Update: Per the Freeploid, Paige will appeal to the U.S. Supreme Court.
Congratulations to Vermont’s #1 Birther, H. Brooke Paige, whose winless streak remains intact following the Vermont Supreme Court’s dismissal of his lawsuit against President Obama, the State of Vermont, and Secretary of State Jim Condos, arguing that Obama is ineligible to be President.
Dismissed without consideration. Because, of course.
For those just joining us, Brooke Paige was the “other” Republican candidate for U.S. Senate in 2012. The guy who managed to lose to the hopeless John MacGovern by a 3-1 margin in the Republican primary. (MacGovern then went on to lose to Bernie Sanders by a similar margin in November.)
The guy once described as “somewhat eccentric” by Vermont’s foremost authority on eccentricity, True North Reports.

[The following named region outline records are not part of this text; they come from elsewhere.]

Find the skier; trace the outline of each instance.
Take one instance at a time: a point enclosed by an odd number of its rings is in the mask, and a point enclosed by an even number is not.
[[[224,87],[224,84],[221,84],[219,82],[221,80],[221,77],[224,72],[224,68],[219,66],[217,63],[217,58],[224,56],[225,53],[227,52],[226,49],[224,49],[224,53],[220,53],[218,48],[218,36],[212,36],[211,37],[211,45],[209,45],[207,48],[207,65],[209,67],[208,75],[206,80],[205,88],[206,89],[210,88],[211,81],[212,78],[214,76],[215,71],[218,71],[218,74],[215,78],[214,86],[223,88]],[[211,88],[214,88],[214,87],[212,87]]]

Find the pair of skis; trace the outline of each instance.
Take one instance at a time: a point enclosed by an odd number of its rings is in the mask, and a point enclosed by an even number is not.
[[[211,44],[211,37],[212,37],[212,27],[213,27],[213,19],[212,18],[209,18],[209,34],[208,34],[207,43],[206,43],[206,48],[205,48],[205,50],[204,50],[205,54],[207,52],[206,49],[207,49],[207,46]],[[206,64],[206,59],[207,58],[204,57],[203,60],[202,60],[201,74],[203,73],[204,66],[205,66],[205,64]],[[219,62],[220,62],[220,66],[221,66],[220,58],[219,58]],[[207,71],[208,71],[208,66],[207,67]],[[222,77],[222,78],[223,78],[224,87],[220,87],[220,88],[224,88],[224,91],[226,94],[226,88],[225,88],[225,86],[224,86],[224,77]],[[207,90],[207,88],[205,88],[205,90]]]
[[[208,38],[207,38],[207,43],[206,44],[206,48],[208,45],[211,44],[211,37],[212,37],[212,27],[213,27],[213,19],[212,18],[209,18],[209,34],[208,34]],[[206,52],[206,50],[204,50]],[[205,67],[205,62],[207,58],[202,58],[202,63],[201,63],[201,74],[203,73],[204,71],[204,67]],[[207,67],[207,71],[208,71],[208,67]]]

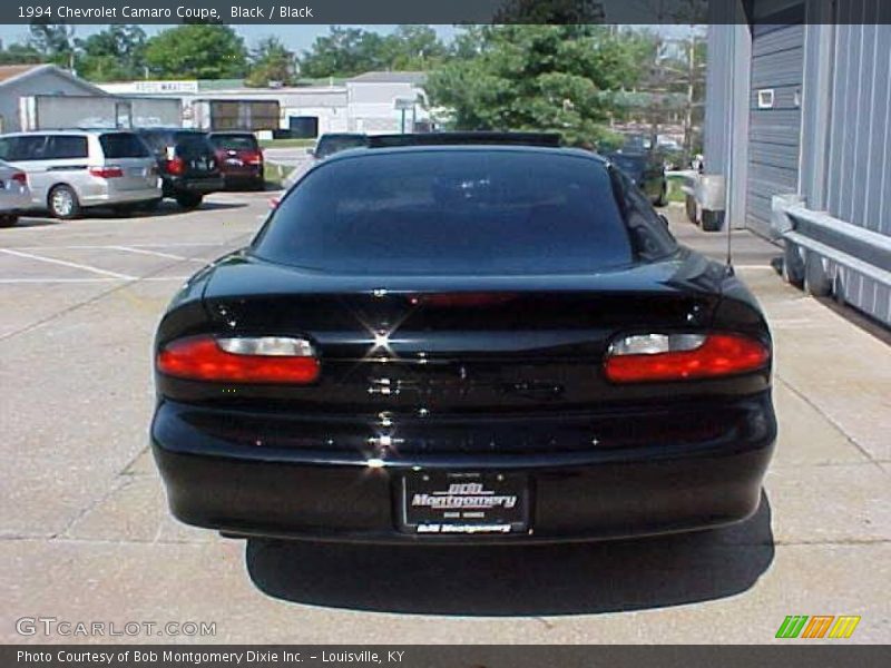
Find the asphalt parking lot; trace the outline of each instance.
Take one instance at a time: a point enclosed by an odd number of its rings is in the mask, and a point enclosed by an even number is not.
[[[435,549],[245,543],[172,520],[147,452],[154,330],[268,197],[0,230],[1,641],[109,640],[17,633],[53,617],[216,623],[114,638],[140,642],[771,642],[787,615],[856,615],[846,641],[891,639],[891,347],[783,284],[747,233],[736,262],[775,336],[781,431],[742,525]],[[723,236],[669,214],[723,257]]]

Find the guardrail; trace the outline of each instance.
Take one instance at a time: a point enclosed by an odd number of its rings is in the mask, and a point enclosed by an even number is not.
[[[881,310],[882,298],[891,299],[891,237],[852,225],[825,212],[815,212],[795,196],[774,196],[772,232],[784,242],[783,275],[793,285],[819,297],[834,295],[861,311],[891,324],[891,308]],[[875,293],[862,304],[852,299],[845,284],[871,281]],[[879,289],[887,293],[882,297]],[[864,291],[861,289],[861,293]],[[865,302],[870,303],[865,303]]]

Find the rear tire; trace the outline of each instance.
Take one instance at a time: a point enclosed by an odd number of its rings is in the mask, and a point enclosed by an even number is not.
[[[667,206],[668,204],[668,181],[662,181],[662,191],[659,196],[656,198],[656,202],[653,203],[655,206],[662,208]]]
[[[140,202],[136,205],[136,210],[151,213],[158,210],[160,206],[161,198],[158,197],[157,199],[147,199],[146,202]]]
[[[804,287],[804,262],[799,254],[799,247],[792,242],[783,244],[783,278],[790,285]]]
[[[722,212],[703,210],[703,232],[721,232]]]
[[[49,191],[47,208],[53,218],[71,220],[80,215],[80,202],[70,186],[56,186]]]
[[[198,208],[204,202],[204,195],[196,195],[195,193],[177,193],[176,204],[184,209]]]

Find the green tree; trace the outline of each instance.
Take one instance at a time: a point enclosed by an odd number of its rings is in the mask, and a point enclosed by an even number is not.
[[[384,38],[386,69],[427,70],[448,56],[448,49],[430,26],[400,26]]]
[[[13,42],[0,48],[0,65],[37,65],[46,61],[43,53],[28,45]]]
[[[251,53],[251,70],[245,82],[257,87],[268,86],[271,81],[293,86],[297,79],[296,65],[296,56],[277,37],[268,37]]]
[[[91,81],[140,78],[145,68],[146,33],[138,26],[110,26],[77,40],[77,70]]]
[[[247,71],[244,40],[228,26],[190,23],[149,38],[145,62],[156,77],[226,79]]]
[[[71,68],[75,60],[75,27],[66,23],[31,23],[28,46],[43,53],[47,61]]]
[[[476,53],[433,70],[430,102],[463,130],[549,130],[590,145],[611,132],[613,91],[640,76],[628,40],[600,26],[491,26],[477,29]]]
[[[327,35],[316,37],[300,59],[305,77],[350,77],[380,69],[383,38],[359,28],[332,26]]]
[[[400,26],[388,36],[332,26],[303,52],[300,66],[307,77],[351,77],[372,70],[425,70],[449,57],[429,26]]]

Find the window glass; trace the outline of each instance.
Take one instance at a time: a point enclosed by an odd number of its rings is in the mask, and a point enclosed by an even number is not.
[[[86,158],[87,138],[82,135],[51,135],[47,146],[47,159],[69,160]]]
[[[576,273],[633,258],[601,163],[509,149],[325,163],[282,202],[255,253],[375,274]]]

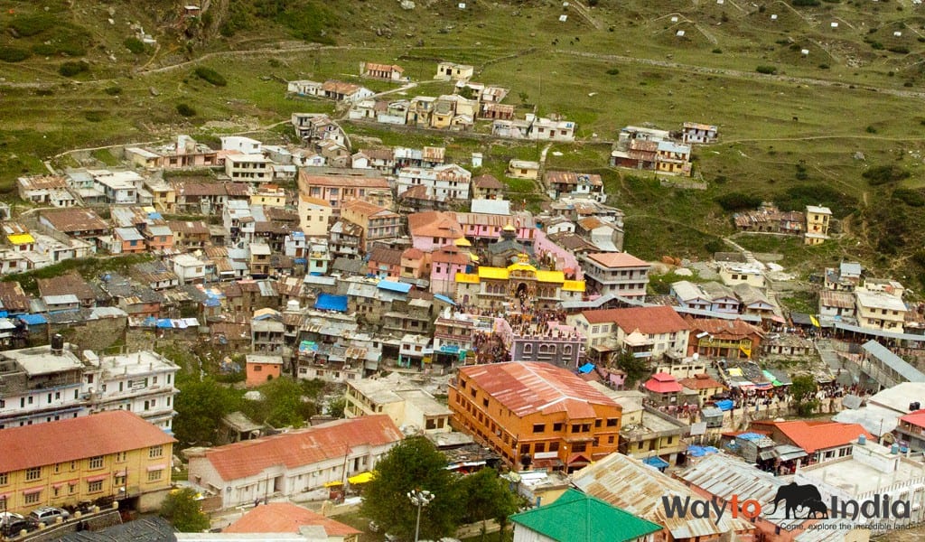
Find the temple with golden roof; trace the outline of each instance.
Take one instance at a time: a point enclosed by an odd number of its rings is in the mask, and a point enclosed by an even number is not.
[[[463,305],[513,312],[555,309],[561,302],[581,301],[584,280],[567,280],[561,271],[536,269],[521,253],[507,267],[480,266],[456,274],[456,301]]]

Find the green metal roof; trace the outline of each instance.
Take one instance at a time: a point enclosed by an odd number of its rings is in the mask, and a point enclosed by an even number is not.
[[[555,502],[515,513],[511,521],[558,542],[628,542],[661,530],[661,525],[572,488]]]

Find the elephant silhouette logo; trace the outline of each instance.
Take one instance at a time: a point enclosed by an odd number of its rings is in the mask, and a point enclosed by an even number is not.
[[[814,520],[827,520],[829,519],[829,509],[825,506],[825,503],[821,500],[817,500],[815,499],[810,499],[809,500],[804,500],[799,505],[800,508],[807,511],[807,519]]]
[[[825,504],[822,503],[822,496],[819,492],[819,487],[816,487],[812,484],[801,486],[794,482],[786,486],[781,486],[777,489],[777,495],[774,496],[774,510],[771,511],[770,515],[777,511],[777,507],[782,500],[786,502],[783,508],[785,519],[790,519],[791,512],[794,514],[794,519],[796,519],[796,509],[799,507],[808,508],[809,512],[813,514],[824,511],[828,516]],[[817,508],[821,508],[821,510],[816,510]],[[807,515],[808,516],[808,512]]]

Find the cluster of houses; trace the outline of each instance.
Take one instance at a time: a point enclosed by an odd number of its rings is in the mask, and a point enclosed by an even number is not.
[[[690,177],[694,144],[716,142],[715,126],[684,122],[680,132],[627,126],[620,130],[610,152],[610,166]]]
[[[739,231],[802,235],[808,245],[818,245],[829,239],[832,210],[821,205],[807,205],[806,212],[781,211],[774,203],[764,202],[757,211],[736,213],[733,222]]]

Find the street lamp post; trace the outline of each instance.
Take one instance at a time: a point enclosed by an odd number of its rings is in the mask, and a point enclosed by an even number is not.
[[[417,523],[414,524],[414,542],[417,542],[418,536],[421,534],[421,509],[430,504],[430,501],[435,497],[437,496],[426,489],[424,491],[414,489],[408,492],[408,499],[411,499],[411,503],[417,507]]]

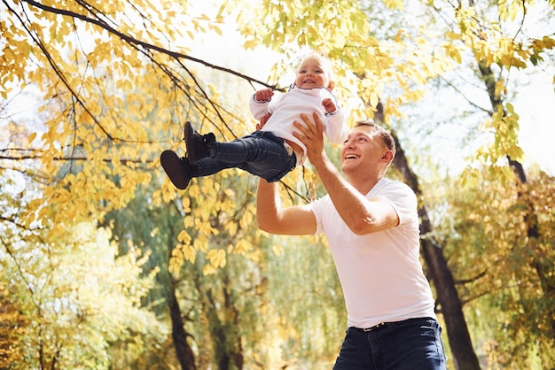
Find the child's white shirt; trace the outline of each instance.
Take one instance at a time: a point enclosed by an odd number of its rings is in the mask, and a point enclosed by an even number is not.
[[[306,158],[307,148],[299,139],[293,135],[295,127],[294,120],[302,123],[301,113],[310,116],[313,112],[318,113],[324,122],[325,135],[330,143],[341,144],[347,139],[348,128],[345,124],[343,111],[338,106],[335,96],[325,88],[301,89],[293,86],[284,94],[274,95],[270,101],[256,101],[254,95],[249,101],[251,112],[256,119],[262,119],[266,113],[271,113],[262,131],[270,131],[276,136],[290,140],[302,148],[303,153],[298,158],[297,165],[301,165]],[[336,106],[332,113],[325,112],[322,101],[331,98]]]

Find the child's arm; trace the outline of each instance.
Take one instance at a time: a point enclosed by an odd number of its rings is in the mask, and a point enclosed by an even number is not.
[[[348,127],[345,124],[343,111],[336,106],[333,100],[329,97],[322,100],[322,105],[324,105],[324,109],[326,112],[325,135],[332,144],[342,144],[348,135]]]
[[[270,102],[274,96],[274,90],[270,88],[262,89],[254,93],[254,100],[257,102]]]
[[[327,112],[328,113],[333,113],[337,109],[335,104],[333,103],[333,100],[330,99],[329,97],[322,100],[322,105],[324,105],[324,109],[325,109],[325,112]]]
[[[273,96],[274,91],[270,88],[258,90],[253,95],[248,103],[251,112],[256,119],[260,119],[266,113],[271,113],[269,104]]]

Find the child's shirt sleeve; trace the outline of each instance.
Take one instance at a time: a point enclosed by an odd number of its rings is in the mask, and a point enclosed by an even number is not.
[[[256,119],[260,119],[266,113],[273,113],[275,106],[275,103],[278,100],[277,96],[274,96],[271,101],[270,100],[256,100],[256,94],[253,94],[251,98],[248,101],[249,108],[251,109],[251,113]]]
[[[325,113],[325,135],[332,144],[342,144],[348,135],[343,110],[337,107],[334,112]]]

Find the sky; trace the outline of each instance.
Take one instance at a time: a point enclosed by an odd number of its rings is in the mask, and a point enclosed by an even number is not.
[[[199,4],[195,7],[195,12],[208,12],[210,8],[207,6],[207,3]],[[240,71],[261,81],[276,82],[269,80],[269,72],[271,65],[278,60],[278,54],[262,49],[245,51],[240,36],[235,29],[233,17],[230,17],[229,22],[222,25],[221,28],[223,30],[222,36],[203,35],[197,39],[196,42],[188,43],[187,46],[192,50],[192,55],[203,58],[208,63]],[[520,115],[519,143],[525,152],[523,165],[525,168],[528,168],[533,164],[538,164],[543,171],[555,176],[555,113],[552,112],[555,108],[555,86],[553,84],[555,68],[542,71],[534,75],[527,73],[528,71],[525,73],[516,69],[511,72],[513,83],[520,85],[518,96],[512,103]],[[286,84],[286,80],[280,81],[280,86]],[[452,109],[452,106],[457,104],[457,99],[460,97],[452,96],[448,99],[453,100],[441,102],[435,105],[435,109]],[[426,104],[423,104],[422,109],[427,109]],[[439,113],[441,115],[442,112]],[[449,114],[449,112],[444,113]],[[444,128],[444,130],[452,129],[453,127]],[[453,137],[453,140],[458,139]],[[451,174],[452,172],[462,171],[467,165],[464,158],[469,154],[468,148],[456,150],[456,146],[452,145],[449,140],[444,143],[443,146],[437,144],[438,142],[440,140],[436,141],[435,150],[445,157],[442,163],[450,168]]]
[[[193,14],[196,12],[199,15],[210,11],[215,12],[215,7],[210,7],[209,2],[195,3],[195,4],[196,6],[192,10]],[[280,56],[263,49],[254,51],[244,50],[233,19],[234,17],[228,17],[227,20],[229,21],[221,26],[223,31],[222,35],[215,33],[200,35],[192,42],[187,41],[184,46],[192,50],[191,55],[195,58],[237,70],[260,81],[275,83],[275,81],[270,80],[270,69],[279,59]],[[300,53],[305,52],[299,51]],[[199,66],[199,68],[202,69]],[[213,70],[207,70],[205,73],[221,73],[221,72]],[[542,170],[553,176],[555,175],[555,114],[553,113],[555,90],[552,73],[555,73],[553,68],[534,75],[526,75],[515,70],[512,72],[511,78],[520,85],[519,95],[513,102],[513,105],[520,118],[520,144],[526,154],[523,164],[525,167],[529,167],[533,163],[537,163]],[[292,80],[293,76],[293,74],[285,76],[279,81],[279,85],[286,86],[290,83],[288,79]],[[456,98],[452,97],[452,99]],[[30,98],[28,92],[12,103],[14,104],[12,105],[12,113],[27,114],[30,116],[29,119],[36,119],[36,108],[40,104]],[[250,114],[246,102],[235,103],[242,104],[246,113]],[[442,109],[442,107],[450,109],[449,107],[456,104],[456,102],[440,104],[436,105],[435,109]],[[444,112],[444,113],[449,114],[449,112]],[[2,122],[0,122],[1,128]],[[451,127],[447,127],[443,130],[449,129]],[[438,134],[445,135],[445,132]],[[454,137],[453,140],[457,140],[457,138]],[[443,164],[449,166],[451,171],[462,170],[466,165],[462,158],[468,153],[465,153],[464,148],[454,150],[454,146],[449,141],[444,143],[443,147],[438,143],[440,142],[441,140],[435,141],[437,147],[433,150],[445,157]]]

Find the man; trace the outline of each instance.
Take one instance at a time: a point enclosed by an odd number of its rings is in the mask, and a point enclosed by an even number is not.
[[[442,329],[418,259],[417,198],[407,185],[384,177],[395,154],[391,135],[359,122],[340,150],[346,180],[324,151],[321,119],[301,119],[294,135],[328,194],[282,208],[277,183],[261,179],[257,220],[272,234],[325,234],[348,312],[333,368],[444,369]]]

Paige’s take on Birtherism is different from most. He acknowledges that President Obama was, indeed, born in Hawaii. But he interprets the Constitutional standard for the Presidency as requiring two parents who were both U.S. citizens. And since Obama’s father was Kenyan, Obama himself is effectively Kenyan by the transitive property.
Paige’s suit, filed in August 2012, sought a declaration that Obama’s filings for re-election were “null and void” and an injunction barring Condos from putting Obama’s name on the ballot. The case was dismissed in Superior Court in November; Paige sought an expedited hearing before the VSC and was rebuffed.
And in a decision filed today, Associate Supreme Court Justice Brian Burgess (in one of his last acts before retiring from the high court) laid the final smackdown on Paige’s futile crusade.
The redoubtable H. Brooke, I’m sure, will keep on not taking “no” for an answer. And technically, he has a point: Burgess’ ruling was not based on the merits of Paige’s case, but on the “mootness doctrine” — the idea that further legal proceedings will have no effect. Burgess also noted that Paige failed to identify “any negative result to him,” which means he lacks standing to bring the suit.
I can almost hear Paige crying “Aha! So you’re saying my suit might possibly have merit!”
(Quite possibly, based on past experience, right here in the comments section on GMD.)
Postscript: As noted above, Paige will try to take his case to the U.S. Supreme Court. And as I predicted, he has interpreted his defeat as a victory, sort of: he told the Freeploid that the VCC dismissal was “as positive a ruling as I could have anticipated.”
The technical term for that, aside from “delusional,” is “setting the bar really low.”
HE LOVES ALL-CAPS!!!!!!!
And I’m just glad they finally ruled. I’ve been checking the decisions every week. Probably can’t blog on it much today, but I’ve written a lot about his unique take on the birther delusion. 0-for-infinity!
Mr. Paige is my sage wisdom & salvage what little credibility – if any – ya have left.
Crackpots do not generally add much to any conversation & serve to simply feed the media circus & grist for the snarkness of the bloggers mill. They love you!
Why SCOTUS won’t hear his case:
http://www.obamaconspiracy.org…
Sorry I haven’t communicated with my good friends at the GMD sooner!
VRAP Rule #40, Motion for Motion for Reargument and providing the Recorder of Decisions with several corrections to insure that the decision reflects documentation in the record and the printed case which is due in 14 days.
While these actions will (in all probability) not alter the decision by the Vermont Supreme Court(VSC) – they will help to provide SCOTUS with a more accurate recitation of the facts and chronicle of events in the Superior Court and on appeal to VSC.
The issue of mootness arose because Bill Sorrell and his assistants in the Attorney General’s office delayed and stalled the case with frivolous motions in the lower court and unnecessary request for “elongation of time” to file their required answers in VSC. These politically motivated delaying tactics were carried out to insure that the underlying case could not proceed on the merits until well after the election, the selection and meeting of the electors, the electoral college and the inauguration in January. The exception to mootness (confirmed by SCOTUS in Roe v. Wade), arises when there is a high probability of the event repeating and that there will again be insufficient time to adjudicate the issue, – the circumstances that exist in this case and will be repeated in 2016 should Cruz, Rodriguez, Jindal, Rubio or Haley choose to run for election as President (or VP).
It was always understood that the final decision rest with SCOTUS, however the only pathway for a citizen/voter to raise this issue was by developing the case in the state courts. The Vermont Supreme Court decision (after a six month delay)allows me to now appeal the issues to SCOTUS.
It is my hope that SCOTUS will hear the case and since the VSC has informed, in their ruling, that they do not believe that it is within their constitutional authority to decide the presidential qualification question. The responsibility, under the U.S. Constitution, is exclusively delegated to SCOTUS.